Fed’s decision to keep rate near 0% affirms expectations

Added 18th September 2015

As it turns out, Jim McCaughan, CEO of Principal Global Investors, has been right after all when he said in June that “market turmoil will lead the American central bank to postpone a rise in interest rates.”

Fed’s decision to keep rate near 0% affirms expectations

Industry watchers can finally heave a collective sigh of relief after the Federal Reserve ended weeks of speculation this week by keeping interest rates at record lows in the wake of weak global economic conditions and choppy financial markets.

Maintaining its policy, the Fed has decided to keep its benchmark short-term rate near zero, where it has been since the financial crisis of 2008.

Florian Lelpo, Unigestion’s head of macroeconomic research, noted this week that there are two factors that could lead to the Fed’s decision to keep rates on hold over the remainder of the year.

“First, the China-led emerging market slowdown is perceived by some as likely to be strong enough to bring the US to the brink of another recession. Second, the fall in energy prices has put US capital expenditures in danger: the US has invested a lot in its shale oil industry, and with the price of oil close to $40 per barrel, many producers are bleeding cash,” Lelpo said.

But Lelpo also noted that these are temporary factors, and that the Fed is likely to hike interest rates by the end of the year – although probably later rather than sooner.

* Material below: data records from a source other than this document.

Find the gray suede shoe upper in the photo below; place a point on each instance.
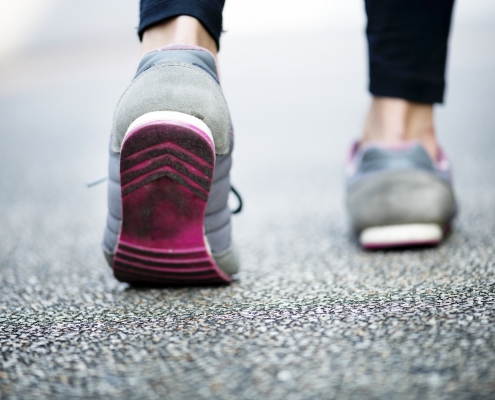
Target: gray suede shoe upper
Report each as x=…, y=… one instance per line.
x=185, y=80
x=398, y=185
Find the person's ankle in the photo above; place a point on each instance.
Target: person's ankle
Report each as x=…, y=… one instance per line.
x=178, y=30
x=395, y=121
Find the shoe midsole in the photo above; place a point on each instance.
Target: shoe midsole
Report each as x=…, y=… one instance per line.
x=401, y=234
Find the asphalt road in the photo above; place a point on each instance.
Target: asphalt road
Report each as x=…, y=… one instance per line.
x=312, y=316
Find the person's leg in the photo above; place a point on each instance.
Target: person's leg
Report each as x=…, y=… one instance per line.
x=183, y=29
x=154, y=14
x=170, y=154
x=399, y=188
x=407, y=56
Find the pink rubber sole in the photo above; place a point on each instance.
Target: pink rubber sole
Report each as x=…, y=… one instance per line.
x=166, y=170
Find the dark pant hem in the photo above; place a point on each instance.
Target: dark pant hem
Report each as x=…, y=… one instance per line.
x=207, y=13
x=407, y=89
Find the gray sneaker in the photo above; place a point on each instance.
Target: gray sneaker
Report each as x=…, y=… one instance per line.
x=398, y=196
x=170, y=157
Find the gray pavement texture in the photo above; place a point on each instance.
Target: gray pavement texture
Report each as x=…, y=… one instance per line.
x=312, y=316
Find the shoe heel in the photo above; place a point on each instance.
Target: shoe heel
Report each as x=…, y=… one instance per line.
x=166, y=169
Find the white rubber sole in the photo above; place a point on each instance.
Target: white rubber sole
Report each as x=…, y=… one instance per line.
x=169, y=116
x=400, y=235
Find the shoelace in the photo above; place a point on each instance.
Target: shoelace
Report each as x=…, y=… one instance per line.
x=102, y=179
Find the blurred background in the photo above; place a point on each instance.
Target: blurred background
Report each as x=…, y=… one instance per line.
x=295, y=77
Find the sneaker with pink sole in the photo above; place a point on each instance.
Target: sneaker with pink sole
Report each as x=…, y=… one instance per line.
x=170, y=157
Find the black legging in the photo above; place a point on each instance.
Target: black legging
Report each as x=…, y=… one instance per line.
x=407, y=41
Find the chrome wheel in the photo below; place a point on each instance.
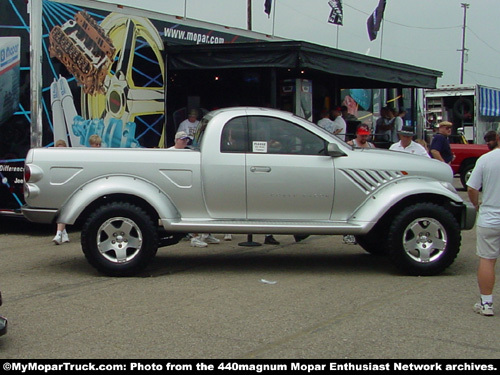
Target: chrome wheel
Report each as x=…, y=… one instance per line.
x=424, y=240
x=119, y=240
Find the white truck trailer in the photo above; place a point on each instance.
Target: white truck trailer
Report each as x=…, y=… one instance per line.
x=473, y=109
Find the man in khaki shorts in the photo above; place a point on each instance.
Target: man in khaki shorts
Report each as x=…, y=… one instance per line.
x=486, y=177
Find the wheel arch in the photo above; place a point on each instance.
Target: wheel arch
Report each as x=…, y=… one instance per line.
x=383, y=205
x=117, y=188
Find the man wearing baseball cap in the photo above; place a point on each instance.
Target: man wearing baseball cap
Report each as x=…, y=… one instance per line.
x=406, y=143
x=362, y=135
x=339, y=124
x=181, y=141
x=440, y=145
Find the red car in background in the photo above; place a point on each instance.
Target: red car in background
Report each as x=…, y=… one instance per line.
x=466, y=156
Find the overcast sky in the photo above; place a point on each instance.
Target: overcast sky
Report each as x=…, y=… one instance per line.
x=426, y=33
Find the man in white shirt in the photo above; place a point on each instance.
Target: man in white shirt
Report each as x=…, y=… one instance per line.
x=190, y=124
x=180, y=142
x=325, y=121
x=485, y=176
x=406, y=143
x=339, y=124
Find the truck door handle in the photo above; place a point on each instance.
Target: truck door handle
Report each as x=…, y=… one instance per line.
x=260, y=169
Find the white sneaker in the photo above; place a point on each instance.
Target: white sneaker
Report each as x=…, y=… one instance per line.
x=484, y=309
x=57, y=239
x=198, y=242
x=65, y=237
x=208, y=238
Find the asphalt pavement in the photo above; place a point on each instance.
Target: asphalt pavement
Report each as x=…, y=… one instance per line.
x=319, y=298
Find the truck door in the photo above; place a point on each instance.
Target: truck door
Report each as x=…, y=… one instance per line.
x=224, y=184
x=288, y=175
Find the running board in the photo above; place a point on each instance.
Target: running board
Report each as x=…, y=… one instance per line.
x=263, y=227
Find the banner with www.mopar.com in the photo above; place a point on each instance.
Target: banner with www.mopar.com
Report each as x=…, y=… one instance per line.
x=103, y=73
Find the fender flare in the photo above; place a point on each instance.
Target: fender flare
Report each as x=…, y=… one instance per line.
x=379, y=203
x=124, y=185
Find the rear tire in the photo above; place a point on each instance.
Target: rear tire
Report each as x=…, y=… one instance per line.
x=119, y=239
x=424, y=239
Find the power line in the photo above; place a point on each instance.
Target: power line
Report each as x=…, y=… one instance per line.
x=403, y=25
x=481, y=40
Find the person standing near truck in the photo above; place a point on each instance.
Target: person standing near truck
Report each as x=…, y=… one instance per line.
x=440, y=144
x=190, y=124
x=485, y=176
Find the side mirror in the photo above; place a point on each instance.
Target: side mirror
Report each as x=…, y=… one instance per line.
x=334, y=150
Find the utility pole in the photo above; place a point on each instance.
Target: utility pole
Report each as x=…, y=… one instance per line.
x=249, y=15
x=463, y=50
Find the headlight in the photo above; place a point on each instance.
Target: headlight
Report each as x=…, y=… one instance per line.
x=449, y=186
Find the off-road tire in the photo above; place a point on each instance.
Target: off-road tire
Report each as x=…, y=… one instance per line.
x=424, y=239
x=119, y=239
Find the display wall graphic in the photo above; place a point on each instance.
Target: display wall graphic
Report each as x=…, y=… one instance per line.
x=103, y=73
x=115, y=62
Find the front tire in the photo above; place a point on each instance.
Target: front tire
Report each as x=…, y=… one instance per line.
x=424, y=239
x=119, y=239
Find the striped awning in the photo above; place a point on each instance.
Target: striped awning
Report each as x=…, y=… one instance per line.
x=489, y=101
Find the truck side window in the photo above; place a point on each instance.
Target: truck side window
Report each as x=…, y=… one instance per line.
x=234, y=136
x=275, y=136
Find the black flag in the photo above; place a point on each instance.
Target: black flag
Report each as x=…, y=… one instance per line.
x=267, y=7
x=336, y=15
x=374, y=21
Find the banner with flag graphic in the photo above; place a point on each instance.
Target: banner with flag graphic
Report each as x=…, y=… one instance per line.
x=375, y=19
x=267, y=7
x=336, y=15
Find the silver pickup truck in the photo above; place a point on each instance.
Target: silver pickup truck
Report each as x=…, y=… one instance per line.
x=250, y=170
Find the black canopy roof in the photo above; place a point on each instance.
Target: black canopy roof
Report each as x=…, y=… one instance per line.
x=350, y=69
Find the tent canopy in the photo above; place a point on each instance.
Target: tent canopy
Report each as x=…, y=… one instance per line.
x=350, y=69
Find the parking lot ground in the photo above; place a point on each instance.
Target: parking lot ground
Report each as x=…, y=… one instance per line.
x=319, y=298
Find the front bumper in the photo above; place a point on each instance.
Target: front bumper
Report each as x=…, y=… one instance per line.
x=39, y=215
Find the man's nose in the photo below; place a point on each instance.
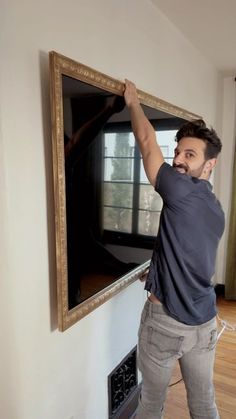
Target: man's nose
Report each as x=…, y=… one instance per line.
x=179, y=159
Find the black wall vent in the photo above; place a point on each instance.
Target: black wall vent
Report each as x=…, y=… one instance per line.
x=123, y=385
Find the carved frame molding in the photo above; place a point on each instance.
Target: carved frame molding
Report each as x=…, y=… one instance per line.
x=61, y=65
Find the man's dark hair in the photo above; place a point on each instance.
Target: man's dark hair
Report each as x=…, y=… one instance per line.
x=198, y=129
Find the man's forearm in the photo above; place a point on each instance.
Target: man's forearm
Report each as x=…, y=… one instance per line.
x=142, y=128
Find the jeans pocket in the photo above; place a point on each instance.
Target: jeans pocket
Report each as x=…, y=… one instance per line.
x=208, y=340
x=163, y=344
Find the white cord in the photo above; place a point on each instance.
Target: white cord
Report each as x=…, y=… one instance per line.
x=225, y=326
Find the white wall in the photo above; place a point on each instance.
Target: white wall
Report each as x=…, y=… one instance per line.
x=46, y=374
x=223, y=178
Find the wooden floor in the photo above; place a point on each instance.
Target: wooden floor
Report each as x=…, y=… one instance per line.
x=225, y=373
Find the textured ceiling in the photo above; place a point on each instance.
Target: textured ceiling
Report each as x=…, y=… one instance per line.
x=210, y=25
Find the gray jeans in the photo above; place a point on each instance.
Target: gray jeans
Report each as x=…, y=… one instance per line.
x=163, y=340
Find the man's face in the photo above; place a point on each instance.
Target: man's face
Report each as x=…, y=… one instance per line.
x=190, y=157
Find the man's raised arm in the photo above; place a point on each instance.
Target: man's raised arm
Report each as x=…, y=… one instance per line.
x=144, y=133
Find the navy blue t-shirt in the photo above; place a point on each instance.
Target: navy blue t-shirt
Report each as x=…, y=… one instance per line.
x=183, y=260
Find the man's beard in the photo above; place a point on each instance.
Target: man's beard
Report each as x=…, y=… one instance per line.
x=184, y=169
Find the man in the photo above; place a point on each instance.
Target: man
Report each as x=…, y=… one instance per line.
x=179, y=317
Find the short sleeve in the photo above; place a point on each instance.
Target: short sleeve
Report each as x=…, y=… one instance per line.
x=172, y=185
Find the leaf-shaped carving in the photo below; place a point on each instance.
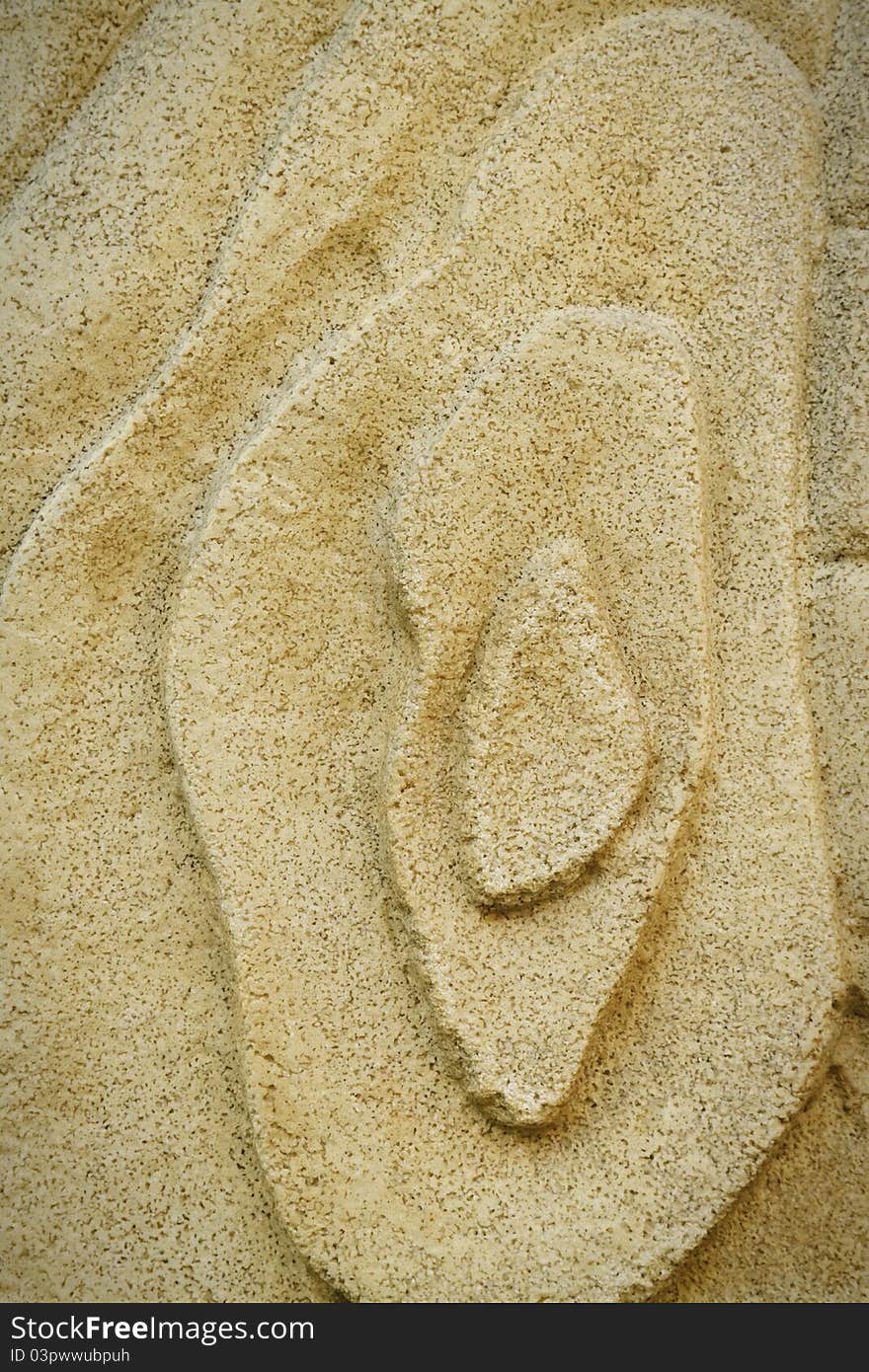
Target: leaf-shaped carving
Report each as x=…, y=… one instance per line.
x=534, y=457
x=556, y=744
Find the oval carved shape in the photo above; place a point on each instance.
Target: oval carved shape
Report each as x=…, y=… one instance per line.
x=556, y=744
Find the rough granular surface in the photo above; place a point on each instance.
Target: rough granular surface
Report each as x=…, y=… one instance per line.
x=434, y=634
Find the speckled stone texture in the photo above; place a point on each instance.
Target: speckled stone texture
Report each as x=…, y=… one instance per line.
x=434, y=640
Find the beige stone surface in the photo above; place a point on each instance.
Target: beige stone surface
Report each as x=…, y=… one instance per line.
x=126, y=1118
x=51, y=55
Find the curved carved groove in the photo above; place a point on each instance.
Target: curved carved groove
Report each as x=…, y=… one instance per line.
x=556, y=745
x=517, y=1001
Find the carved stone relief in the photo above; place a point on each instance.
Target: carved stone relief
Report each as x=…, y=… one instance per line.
x=440, y=625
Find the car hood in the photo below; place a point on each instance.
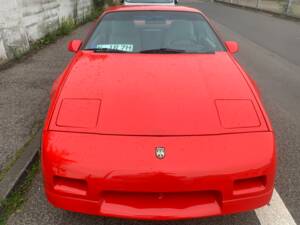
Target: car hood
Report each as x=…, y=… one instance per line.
x=156, y=94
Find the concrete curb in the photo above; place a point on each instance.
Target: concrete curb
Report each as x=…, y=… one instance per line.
x=12, y=177
x=279, y=15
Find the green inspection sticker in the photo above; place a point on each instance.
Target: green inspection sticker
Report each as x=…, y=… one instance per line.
x=121, y=47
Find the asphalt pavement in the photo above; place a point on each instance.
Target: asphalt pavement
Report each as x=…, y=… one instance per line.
x=269, y=51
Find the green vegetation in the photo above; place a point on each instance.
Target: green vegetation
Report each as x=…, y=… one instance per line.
x=65, y=27
x=18, y=196
x=34, y=130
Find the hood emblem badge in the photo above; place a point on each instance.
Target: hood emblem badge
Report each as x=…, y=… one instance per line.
x=160, y=152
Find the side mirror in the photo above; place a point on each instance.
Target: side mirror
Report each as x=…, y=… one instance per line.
x=74, y=45
x=232, y=46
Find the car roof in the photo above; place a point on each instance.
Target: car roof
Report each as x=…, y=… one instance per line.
x=121, y=8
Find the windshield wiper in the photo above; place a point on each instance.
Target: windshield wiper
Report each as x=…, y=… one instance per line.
x=109, y=50
x=163, y=50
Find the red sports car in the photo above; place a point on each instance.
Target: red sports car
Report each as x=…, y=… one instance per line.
x=155, y=119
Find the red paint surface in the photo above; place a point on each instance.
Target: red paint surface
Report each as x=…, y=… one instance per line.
x=109, y=112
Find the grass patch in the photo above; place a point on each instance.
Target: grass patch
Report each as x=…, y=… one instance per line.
x=18, y=196
x=34, y=130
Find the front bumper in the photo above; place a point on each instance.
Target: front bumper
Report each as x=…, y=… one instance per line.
x=120, y=176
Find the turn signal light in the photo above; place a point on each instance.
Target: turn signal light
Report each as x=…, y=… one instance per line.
x=70, y=186
x=249, y=185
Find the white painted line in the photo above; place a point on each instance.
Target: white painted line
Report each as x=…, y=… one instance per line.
x=276, y=213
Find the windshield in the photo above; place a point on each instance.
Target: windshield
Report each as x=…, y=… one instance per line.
x=154, y=32
x=150, y=1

Lelpo added that it is likely that the price of oil will influence the Fed's decision-making process, moving into the fourth quarter of this year. Since the Obama administration decided in 2011 that the US needed to be self-sufficient when it comes to oil, the country has invested heavily in the sector.

“Communication will be key for the Fed: it will not want to surprise the markets, so it needs to organise its communications very smoothly,” Lelpo said.